Dans un communiqué, le MP a également indiqué qu’en plus des crimes présumés pour lesquels les détenus sont accusés, les autorités enquêtent sur des faits de corruption dans le secteur privé, de fraude fiscale et d’obtention de subventions, sous forme de tentative, et de falsification de documents.
Il s’agit de soupçons de paiements indus de divers entrepreneurs du secteur de la viande à des employés non administrateurs de deux entreprises de vente au détail et de distribution alimentaire pour leur accorder un traitement préférentiel dans les commandes de leurs produits.

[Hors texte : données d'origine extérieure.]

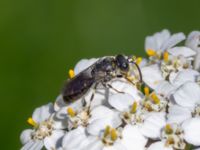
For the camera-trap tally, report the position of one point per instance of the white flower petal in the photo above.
(153, 124)
(156, 41)
(83, 64)
(184, 51)
(191, 131)
(187, 95)
(33, 145)
(59, 103)
(95, 145)
(126, 87)
(152, 75)
(60, 123)
(164, 88)
(98, 125)
(25, 136)
(178, 114)
(121, 102)
(173, 40)
(185, 76)
(159, 146)
(193, 40)
(74, 138)
(100, 112)
(42, 113)
(132, 138)
(55, 140)
(98, 99)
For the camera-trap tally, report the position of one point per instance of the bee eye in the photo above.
(122, 62)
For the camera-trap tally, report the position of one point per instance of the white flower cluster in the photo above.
(162, 113)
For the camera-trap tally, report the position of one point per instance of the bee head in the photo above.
(122, 63)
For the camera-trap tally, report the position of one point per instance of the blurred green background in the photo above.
(41, 39)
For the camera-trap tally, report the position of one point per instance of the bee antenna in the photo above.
(138, 68)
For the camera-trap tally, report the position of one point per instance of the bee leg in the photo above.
(111, 87)
(84, 103)
(92, 96)
(138, 85)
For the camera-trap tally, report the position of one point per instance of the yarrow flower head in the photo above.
(148, 103)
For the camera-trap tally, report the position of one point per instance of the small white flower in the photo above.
(153, 124)
(159, 146)
(158, 43)
(83, 64)
(193, 41)
(188, 95)
(101, 117)
(127, 138)
(182, 51)
(163, 40)
(191, 131)
(173, 65)
(178, 114)
(173, 136)
(152, 75)
(47, 131)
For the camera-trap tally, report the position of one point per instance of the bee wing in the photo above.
(79, 85)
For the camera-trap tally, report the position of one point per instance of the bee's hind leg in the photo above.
(107, 85)
(92, 96)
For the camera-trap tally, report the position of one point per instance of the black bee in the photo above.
(102, 71)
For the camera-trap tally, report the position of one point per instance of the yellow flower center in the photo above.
(113, 134)
(32, 122)
(107, 131)
(150, 52)
(134, 107)
(71, 73)
(166, 56)
(146, 91)
(138, 60)
(110, 134)
(168, 129)
(155, 98)
(71, 112)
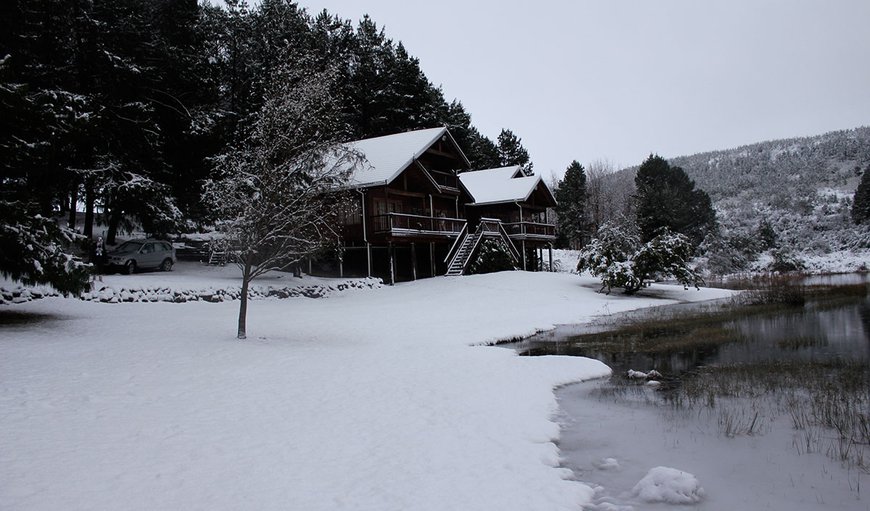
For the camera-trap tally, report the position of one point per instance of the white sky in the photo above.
(617, 80)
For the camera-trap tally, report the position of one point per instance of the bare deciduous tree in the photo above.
(277, 196)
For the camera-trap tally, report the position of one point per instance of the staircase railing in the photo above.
(478, 234)
(454, 250)
(510, 243)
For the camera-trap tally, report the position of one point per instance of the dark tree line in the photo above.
(119, 108)
(119, 105)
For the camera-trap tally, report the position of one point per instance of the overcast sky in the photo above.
(618, 80)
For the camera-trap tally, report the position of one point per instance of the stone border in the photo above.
(109, 294)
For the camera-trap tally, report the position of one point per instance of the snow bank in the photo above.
(108, 294)
(668, 485)
(382, 399)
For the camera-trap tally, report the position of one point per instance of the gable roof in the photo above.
(506, 184)
(386, 157)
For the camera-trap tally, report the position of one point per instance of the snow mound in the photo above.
(640, 375)
(668, 485)
(607, 464)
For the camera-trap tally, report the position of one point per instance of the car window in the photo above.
(129, 247)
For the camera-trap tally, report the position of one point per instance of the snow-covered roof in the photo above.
(506, 184)
(387, 156)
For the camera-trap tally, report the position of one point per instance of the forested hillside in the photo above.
(118, 108)
(785, 199)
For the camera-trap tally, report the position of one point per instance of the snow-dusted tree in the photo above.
(35, 250)
(277, 197)
(512, 152)
(861, 203)
(666, 197)
(571, 207)
(619, 259)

L’opération Abatedouro enquête également sur les demandes de fonds communautaires pour la construction d’installations et l’acquisition de machines dans le secteur agricole, « en fournissant de fausses informations et/ou en envoyant des documents falsifiés », sans mentionner que certaines œuvres avaient déjà commencé et que certaines machines avaient déjà été acquises, ce qui empêcherait le financement, a avancé le communiqué.
Les soupçons portent également sur l’exploitation par un groupe de personnes et de sociétés de la « fragilité documentaire, sociale et économique de plusieurs citoyens originaires de pays tiers », a indiqué le MP.
Selon le communiqué, ces personnes, qui souhaitaient régulariser leur séjour au Portugal, ont accepté de travailler sans contrat formalisé, recevant une rémunération inférieure à celle pratiquée sur le marché pour les fonctions effectuées dans des secteurs à forte intensité de main-d’œuvre, comme l’abattage, la préparation et la commercialisation de viande.
Il s’agit également des activités des sociétés commerciales et de leurs représentants, qui ont officiellement déclaré un objet social différent de celui qu’ils exercent effectivement – fourniture de main-d’œuvre à des sociétés dédiées à l’abattage, à la préparation et à la commercialisation de viande -, avec l’inscription de coûts fictifs dans la comptabilité.
Avec cette pratique présumée, ils ont cherché à annuler ou à dépasser le bénéfice résultant des revenus de cette activité, par la déduction indue de la TVA perçue sur les factures, et la réduction du montant du bénéfice imposable en matière d’IS, un montant d’environ huit millions d’euros étant en cause, a également souligné le ministère public.
Lors de l’opération, environ un demi-million d’euros, 70 chevaux, environ 60 moutons et dix véhicules ont été saisis.
Les faits investigués se sont déroulés depuis le 1er janvier 2019 et lors des perquisitions effectuées mercredi, trois magistrats du ministère public, des éléments de l’unité opérationnelle d’enquête et de prévention du Département central d’enquête et de poursuites pénales (DCIAP), des agents de la PSP et des inspecteurs de l’Autorité fiscale étaient présents.
Dans ces diligences, collaborent également des éléments de la GNR et des inspecteurs de l’Autorité pour les conditions de travail.